A Williams vive um momento difícil na temporada 2026 da Fórmula 1. A equipe ocupa a oitava posição no Mundial de Construtores com menos da metade do campeonato disputado, ficando distante do desempenho que havia sido projetado internamente após o quinto lugar conquistado no ano anterior.

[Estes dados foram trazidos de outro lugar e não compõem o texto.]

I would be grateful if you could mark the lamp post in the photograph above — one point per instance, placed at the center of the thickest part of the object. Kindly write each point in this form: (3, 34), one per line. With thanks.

Carlos Sainz avaliou a situação após o GP de Barcelona, onde terminou em 12º, fora da zona de pontuação e duas voltas atrás do vencedor: “Acho que se você eliminar o excesso de peso, se coloca na briga por aqueles pontos – mas isso realmente não é suficiente”, afirmou o piloto espanhol. “Para mim, estar a um segundo de diferença… Estávamos 1,8 segundos atrás no classificatório, 1,7s, 1,6s, 1,9s atrás [na corrida], dependendo da volta. Não é onde deveríamos estar, considerando todo o tempo de túnel de vento que tivemos e todas as horas de desenvolvimento que foram investidas neste carro.”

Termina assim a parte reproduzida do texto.